Machine learning analysis of ARVC informed by sodium channel protein-based interactome networks.

BACKGROUND: Arrhythmogenic right ventricular cardiomyopathy (ARVC) is an inherited cardiac disorder characterized by sodium channel dysfunction. However, the clinical management of ARVC remains challenging. Identifying novel compounds for the treatment of ARVC is crucial for advancing drug development. PURPOSE: In this study, we aim to identify novel compounds for treating ARVC. METHODS: Machine learning (ML) models were constructed using proteins analyzed from the scRNA-seq data of ARVC rats and their corresponding protein-protein interaction (PPI) network to predict binding affinity (BA). To validate these predictions, a series of experiments in cardiac organoids were conducted, including Western blotting, ELISA, MEA, and Masson staining to assess the effects of these compounds.

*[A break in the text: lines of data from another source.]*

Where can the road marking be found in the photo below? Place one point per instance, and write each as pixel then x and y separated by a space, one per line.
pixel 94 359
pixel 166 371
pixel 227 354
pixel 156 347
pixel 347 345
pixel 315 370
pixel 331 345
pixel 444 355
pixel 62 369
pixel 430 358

RESULTS: We first discovered and identified SCN5A as the most significantly affected sodium channel protein in ARVC. ML models predicted that Kaempferol binds to SCN5A with high affinity. In vitro experiments further confirmed that Kaempferol exerted therapeutic effects in ARVC. CONCLUSION: This study presents a novel approach for identifying potential compounds to treat ARVC. By integrating ML modeling with organoid validation, our platform provides valuable support in addressing the public health challenges posed by ARVC, with broad application prospects. Kaempferol shows promise as a lead compound for ARVC treatment.